5. Low-cost Men ACYWX Conjugate Vaccine
Invasive disease resulting from Neisseria meningitidis infection results in 1.2 million annual cases and 135,000 deaths worldwide. As with Rotavirus and Cholera, the majority of the burden of disease caused by meningitis lies in the developing world. This includes approximately 25 countries in the African meningitis belt, regions in South-East Asia as well as in the Americas. Meningitis is also present in Europe, the Eastern Mediterranean region and in Saudi Arabia.
Neisseria meningitidis has 13 distinct serogroups, but the majority of invasive meningococcal infections are caused by organisms from the A, B, C, X, Y, or W-135 serogroups with infections in developing countries caused by serogroups A,C,Y,W & X.

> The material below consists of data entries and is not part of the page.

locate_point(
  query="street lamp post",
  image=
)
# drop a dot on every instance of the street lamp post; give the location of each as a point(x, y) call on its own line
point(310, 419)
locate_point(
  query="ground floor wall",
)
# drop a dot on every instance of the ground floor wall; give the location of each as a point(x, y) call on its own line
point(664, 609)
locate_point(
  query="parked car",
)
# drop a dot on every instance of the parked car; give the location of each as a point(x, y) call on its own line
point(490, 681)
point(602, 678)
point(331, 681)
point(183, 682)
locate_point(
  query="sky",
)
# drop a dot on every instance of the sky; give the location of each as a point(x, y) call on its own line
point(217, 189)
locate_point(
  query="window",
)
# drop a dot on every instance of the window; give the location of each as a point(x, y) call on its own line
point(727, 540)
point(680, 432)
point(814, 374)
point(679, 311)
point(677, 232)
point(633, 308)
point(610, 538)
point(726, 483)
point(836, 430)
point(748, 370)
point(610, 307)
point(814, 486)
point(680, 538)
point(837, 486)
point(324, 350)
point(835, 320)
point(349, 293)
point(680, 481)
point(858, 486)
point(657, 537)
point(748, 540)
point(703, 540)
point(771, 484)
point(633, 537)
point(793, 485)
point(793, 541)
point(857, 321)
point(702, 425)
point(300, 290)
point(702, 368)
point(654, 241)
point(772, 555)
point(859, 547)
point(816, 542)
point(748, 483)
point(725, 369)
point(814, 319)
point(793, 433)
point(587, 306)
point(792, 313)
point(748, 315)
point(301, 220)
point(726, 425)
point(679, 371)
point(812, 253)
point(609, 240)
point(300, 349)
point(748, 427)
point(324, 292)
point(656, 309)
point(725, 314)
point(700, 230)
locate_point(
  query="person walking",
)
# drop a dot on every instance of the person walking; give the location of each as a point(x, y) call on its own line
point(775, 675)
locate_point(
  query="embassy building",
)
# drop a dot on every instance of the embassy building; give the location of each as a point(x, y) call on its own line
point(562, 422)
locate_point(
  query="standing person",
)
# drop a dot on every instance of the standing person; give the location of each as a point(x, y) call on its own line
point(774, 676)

While polyvalent conjugate vaccines targeting serogroups A, C, Y and W-135, are available, they are too expensive and therefore not widely used in developing countries. There are currently no low-cost polyvalent conjugate vaccines on the market that cover all five A,C,Y,W-135 and X serogroups.
Proof of Concept
Hilleman Labs has adopted a two-pronged strategy to develop low-cost combination vaccine for treatment of invasive meningococcal disease. On the one hand, we have used conventional methods to develop polysaccharide conjugate vaccines covering A,C,Y,W-135 and X serogroups. In addition, a novel method has been developed that makes use of synthetic organic chemistry to create short oligosaccharides. These oligosaccharides mimic the carbohydrate epitopes present in longer repeat units found in bacterial capsular polysaccharides. In addition, chemical linkers can be directly designed into the synthetic carbohydrates. Our method has the potential to significantly reduce costs and create new IP, allowing developing country manufacturers undertake more conjugate vaccine development projects. We have demonstrated technical success of our vaccines in animal models.